In this section, the preliminary and background are introduced to lay a basis for investigation. First, the mathematical model of the social network and the distributed communication protocol within the network are presented. Subsequently, the competition model (i.e., the k-WTA model) is introduced, detailing its definitions of inputs and outputs, as well as its mathematical model.

Description of social network

Without loss of generality, the social network topology is described with an undirected graph \(G=(\mathscr {A}, \mathscr {E}, \mathscr {M})\), where \(\mathscr {A}=(a_1, a_2, \ldots a_n)\) denotes agents set, \(\mathscr {E}\) represents edges set, and \(\mathscr {M}=[m_{i,j}]\) is the adjacent matrix of the social network. If any two agents \(a_i\) and \(a_j\) have interaction, they are said to be adjacent and there exists an undirected edge \((a_i, a_j) \subseteq \mathscr {E}\) with weight \(w_{i,j}=1\) 33,34. In addition, this work does not consider self-efficacy in the social network. In other words, there is no self-loop connection in graph G and \(m_{i,i}=0\). Regarding agent \(a_i\), a neighbor set is defined as \(\mathscr {N}_i=\{j:(a_i, a_j)\subseteq \mathscr {E}\}\). Therefore, \(\mathscr {M}\) is expressed as

$$\begin{aligned} m_{i,j}=\left\{ \begin{aligned}&w_{i,j}, \,\,\,\,j \in \mathscr {N}_i,\\&0, \,\,\,\,\,\,\,\,j \notin \mathscr {N}_i,\\ \end{aligned}\right. \end{aligned}$$
(1)

where \(w_{i,j}=w_{j,i}\) due to the undirected connection of G. Furthermore, the Laplacian matrix of G is defined as \(H=[h_{i,j}]_{n\times n}\), where \(h_{i,i}=\sum \limits _{j \in \mathscr {N}_i} m_{i,j}\) and \(h_{i,j}=-m_{i,j}\) for \(i\ne j\).

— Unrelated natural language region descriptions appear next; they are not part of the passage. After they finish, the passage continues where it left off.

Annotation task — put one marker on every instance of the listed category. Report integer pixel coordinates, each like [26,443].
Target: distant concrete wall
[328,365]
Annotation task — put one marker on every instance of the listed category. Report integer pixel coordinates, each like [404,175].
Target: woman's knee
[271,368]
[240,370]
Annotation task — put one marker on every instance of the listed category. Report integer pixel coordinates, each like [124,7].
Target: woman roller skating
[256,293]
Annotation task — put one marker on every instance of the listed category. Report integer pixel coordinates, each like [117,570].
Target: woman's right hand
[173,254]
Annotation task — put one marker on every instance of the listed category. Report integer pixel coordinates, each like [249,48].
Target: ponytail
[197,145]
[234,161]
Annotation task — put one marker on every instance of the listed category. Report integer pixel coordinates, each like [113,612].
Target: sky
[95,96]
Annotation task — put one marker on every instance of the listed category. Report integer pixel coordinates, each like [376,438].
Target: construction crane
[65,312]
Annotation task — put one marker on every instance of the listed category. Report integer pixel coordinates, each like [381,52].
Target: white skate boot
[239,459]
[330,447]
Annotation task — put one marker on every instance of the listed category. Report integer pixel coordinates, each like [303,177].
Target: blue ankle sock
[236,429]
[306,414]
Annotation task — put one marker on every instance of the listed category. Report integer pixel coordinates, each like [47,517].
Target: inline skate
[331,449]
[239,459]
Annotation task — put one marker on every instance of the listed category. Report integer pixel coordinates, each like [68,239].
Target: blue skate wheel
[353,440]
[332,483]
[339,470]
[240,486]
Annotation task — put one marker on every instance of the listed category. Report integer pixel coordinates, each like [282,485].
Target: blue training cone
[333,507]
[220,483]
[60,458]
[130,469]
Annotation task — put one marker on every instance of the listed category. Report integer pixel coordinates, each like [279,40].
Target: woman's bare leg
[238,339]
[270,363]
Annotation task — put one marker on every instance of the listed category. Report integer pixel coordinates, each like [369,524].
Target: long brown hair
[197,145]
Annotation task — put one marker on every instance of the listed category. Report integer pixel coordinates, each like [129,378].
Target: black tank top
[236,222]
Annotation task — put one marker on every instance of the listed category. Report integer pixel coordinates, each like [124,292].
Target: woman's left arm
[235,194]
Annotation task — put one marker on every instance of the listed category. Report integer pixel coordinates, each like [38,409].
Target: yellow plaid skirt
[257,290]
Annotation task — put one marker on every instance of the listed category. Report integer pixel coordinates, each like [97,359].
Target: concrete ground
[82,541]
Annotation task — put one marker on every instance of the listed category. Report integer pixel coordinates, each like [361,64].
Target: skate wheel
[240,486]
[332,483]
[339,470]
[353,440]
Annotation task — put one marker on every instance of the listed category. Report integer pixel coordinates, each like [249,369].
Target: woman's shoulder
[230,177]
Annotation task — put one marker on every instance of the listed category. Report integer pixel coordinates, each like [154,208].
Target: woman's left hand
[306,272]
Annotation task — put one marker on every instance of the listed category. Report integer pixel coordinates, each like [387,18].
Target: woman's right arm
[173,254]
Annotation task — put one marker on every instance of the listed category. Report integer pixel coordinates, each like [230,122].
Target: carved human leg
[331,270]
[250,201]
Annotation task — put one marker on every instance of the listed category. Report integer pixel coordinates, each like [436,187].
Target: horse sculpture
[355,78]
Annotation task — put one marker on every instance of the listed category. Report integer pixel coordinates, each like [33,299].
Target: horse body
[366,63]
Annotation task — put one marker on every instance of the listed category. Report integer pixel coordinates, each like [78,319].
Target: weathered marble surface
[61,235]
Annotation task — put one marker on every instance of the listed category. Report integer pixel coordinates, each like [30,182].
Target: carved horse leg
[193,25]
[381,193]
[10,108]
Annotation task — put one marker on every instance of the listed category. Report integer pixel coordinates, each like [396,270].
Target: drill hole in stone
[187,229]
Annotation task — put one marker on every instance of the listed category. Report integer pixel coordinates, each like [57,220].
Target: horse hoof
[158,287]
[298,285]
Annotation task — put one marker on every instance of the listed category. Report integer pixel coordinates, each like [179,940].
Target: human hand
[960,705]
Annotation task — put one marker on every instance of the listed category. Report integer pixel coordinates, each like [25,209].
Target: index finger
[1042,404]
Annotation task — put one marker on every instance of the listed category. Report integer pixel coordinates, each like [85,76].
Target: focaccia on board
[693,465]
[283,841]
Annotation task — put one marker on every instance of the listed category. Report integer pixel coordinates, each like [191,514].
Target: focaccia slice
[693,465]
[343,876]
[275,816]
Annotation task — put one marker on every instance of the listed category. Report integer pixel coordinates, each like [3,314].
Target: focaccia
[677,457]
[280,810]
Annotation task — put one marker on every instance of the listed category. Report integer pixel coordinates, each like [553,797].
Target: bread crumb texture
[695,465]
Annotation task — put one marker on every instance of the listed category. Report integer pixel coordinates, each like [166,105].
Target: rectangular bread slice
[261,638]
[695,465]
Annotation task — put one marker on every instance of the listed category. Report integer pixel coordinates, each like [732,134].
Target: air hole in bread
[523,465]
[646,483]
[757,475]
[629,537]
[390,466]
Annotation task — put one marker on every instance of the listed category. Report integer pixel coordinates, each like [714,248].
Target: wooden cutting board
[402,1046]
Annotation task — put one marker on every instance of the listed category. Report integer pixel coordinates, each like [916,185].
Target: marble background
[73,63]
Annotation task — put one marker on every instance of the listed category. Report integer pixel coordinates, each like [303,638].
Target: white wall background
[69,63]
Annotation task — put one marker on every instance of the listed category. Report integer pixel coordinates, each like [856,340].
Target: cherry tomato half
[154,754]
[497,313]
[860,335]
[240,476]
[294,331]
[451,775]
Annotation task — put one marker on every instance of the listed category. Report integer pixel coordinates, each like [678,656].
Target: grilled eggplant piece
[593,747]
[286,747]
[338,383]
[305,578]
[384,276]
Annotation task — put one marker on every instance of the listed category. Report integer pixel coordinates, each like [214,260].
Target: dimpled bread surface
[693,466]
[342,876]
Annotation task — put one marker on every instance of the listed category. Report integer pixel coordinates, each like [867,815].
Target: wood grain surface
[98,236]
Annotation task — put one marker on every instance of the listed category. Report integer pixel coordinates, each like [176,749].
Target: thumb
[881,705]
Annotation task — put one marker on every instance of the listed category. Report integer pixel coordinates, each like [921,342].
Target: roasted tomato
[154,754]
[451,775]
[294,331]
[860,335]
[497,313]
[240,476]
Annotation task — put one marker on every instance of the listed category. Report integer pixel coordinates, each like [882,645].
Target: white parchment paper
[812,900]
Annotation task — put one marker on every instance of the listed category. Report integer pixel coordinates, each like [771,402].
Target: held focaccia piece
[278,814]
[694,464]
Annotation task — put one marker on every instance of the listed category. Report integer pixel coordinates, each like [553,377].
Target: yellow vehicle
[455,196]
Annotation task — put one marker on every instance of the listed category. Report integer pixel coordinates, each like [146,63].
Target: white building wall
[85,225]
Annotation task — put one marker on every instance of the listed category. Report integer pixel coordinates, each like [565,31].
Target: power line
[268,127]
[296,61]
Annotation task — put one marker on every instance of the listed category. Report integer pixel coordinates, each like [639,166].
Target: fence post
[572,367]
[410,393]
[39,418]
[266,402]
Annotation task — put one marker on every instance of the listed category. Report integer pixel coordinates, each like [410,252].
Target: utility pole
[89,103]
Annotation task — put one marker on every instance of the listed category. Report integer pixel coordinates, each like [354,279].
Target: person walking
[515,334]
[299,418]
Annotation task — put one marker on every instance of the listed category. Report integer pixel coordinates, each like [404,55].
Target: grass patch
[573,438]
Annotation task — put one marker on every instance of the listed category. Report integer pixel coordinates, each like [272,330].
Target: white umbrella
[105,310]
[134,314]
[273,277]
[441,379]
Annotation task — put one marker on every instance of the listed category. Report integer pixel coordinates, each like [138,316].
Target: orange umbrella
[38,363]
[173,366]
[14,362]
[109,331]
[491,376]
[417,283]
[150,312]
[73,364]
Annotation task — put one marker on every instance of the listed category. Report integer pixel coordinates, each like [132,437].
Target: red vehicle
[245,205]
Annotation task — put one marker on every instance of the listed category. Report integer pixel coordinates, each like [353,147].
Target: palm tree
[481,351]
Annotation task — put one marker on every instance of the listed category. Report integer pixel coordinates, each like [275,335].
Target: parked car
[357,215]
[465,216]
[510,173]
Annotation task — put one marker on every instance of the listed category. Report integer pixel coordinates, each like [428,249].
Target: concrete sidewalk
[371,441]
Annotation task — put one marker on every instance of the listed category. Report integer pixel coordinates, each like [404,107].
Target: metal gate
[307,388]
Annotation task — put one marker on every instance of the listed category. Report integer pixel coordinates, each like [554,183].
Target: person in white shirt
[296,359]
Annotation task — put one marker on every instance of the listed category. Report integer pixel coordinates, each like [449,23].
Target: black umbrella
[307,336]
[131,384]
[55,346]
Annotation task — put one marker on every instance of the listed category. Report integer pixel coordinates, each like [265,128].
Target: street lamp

Distributed consensus protocol

To study how each agent’s opinion competes and reaches consensus within a social network, the distributed consensus protocol proposed by Freeman et al. is adopted6, and the estimation of the consensus of the social network for ith agent can be formulated as

$$\begin{aligned} \dot{y}_i(t)=f(y_i(t),y_{j \in \mathscr {N}_i}(t), u_i(t)), \end{aligned}$$
(2)

where \(y_i(t)\) is the estimation of consensus and \(\dot{y}_i(t)\) is its dynamics, \(u_i(t)\) denotes the external input. According to (2), \(\dot{y}_i(t)\) is only affected by its neighbors rather than opinions of all agents, demonstrating the distributivity of this protocol. More specifically, \(\dot{y}_i(t)\) is expressed as

$$\begin{aligned} \left\{ \begin{aligned}&\begin{aligned}\dot{y}_i(t)=&-\alpha \left( \sum \limits _{j \in \mathscr {N}_i} m_{i,j}(y_i(t)-y_j(t))+\right. \\&\left. (y_i(t)-u_i(t))+\sum \limits _{j \in \mathscr {N}_i} m_{i,j}(\eta _i(t)-\eta _j(t))\right) ,\end{aligned}\\&\dot{\eta }_i(t)=m_{i,j}(y_i(t)-y_j(t)), \end{aligned}\right. \end{aligned}$$
(3)

where \(\alpha\) is a positive constant. According to (3), \(\dot{y}(t)\) is not only related to the difference between \(y_i(t)\) of ith agent and neighbors in the current state but also their historical difference, which can filter the noise from input signal 6. From the perspective of the whole network, the opinion dynamic can be rewritten as

$$\begin{aligned} \dot{y}(t)=-\alpha (Hy(t)+y(t)-u(t)+H\int _{t_0}^{t }Hy(\tau)\text {d}\tau ), \end{aligned}$$
(4)

where \(t_0\) denotes the initial time.

Fitness between opinions

The opinion held by an individual (i.e., the state of the agent) is associated with the social environment and opinion dynamics are significantly influenced by social factors such as social norms, communication channels, and other factors 35,36. Opinions that align with prevailing norms and gain support from influential figures or resonate with public sentiment are more likely to spread and gain acceptance, benefiting from positive feedback mechanisms. In contrast, opinions that deviate from norms, lack influential backing, or face resistance from social factors tend to struggle and may lose traction. Defining the expected opinion or status of a target social problem as \(o_e(t)\) and the opinion of ith agent as \(o_i(t)\), these opinion are related to the social environments. The degree of fitness between \(o_i(t)\) and \(o_e(t)\) can be defined with a mapping function as \(e(o_i(t),o_e(t))\), which is abbreviated as \(e_i(t)\) for simplification.

k-WTA model

The concept of winner-takes-all (WTA) has profound implications across various domains, stemming from its origins in electoral systems and social dynamics. Originally coined in the context of U.S. presidential elections, WTA dictates that the candidate with a relative majority in a state receives all of its electoral votes, regardless of the margin of victory37. This system highlights a stark reality: in competitive scenarios, the leading contender reaps disproportionate rewards, overshadowing competitors who may not differ significantly in support.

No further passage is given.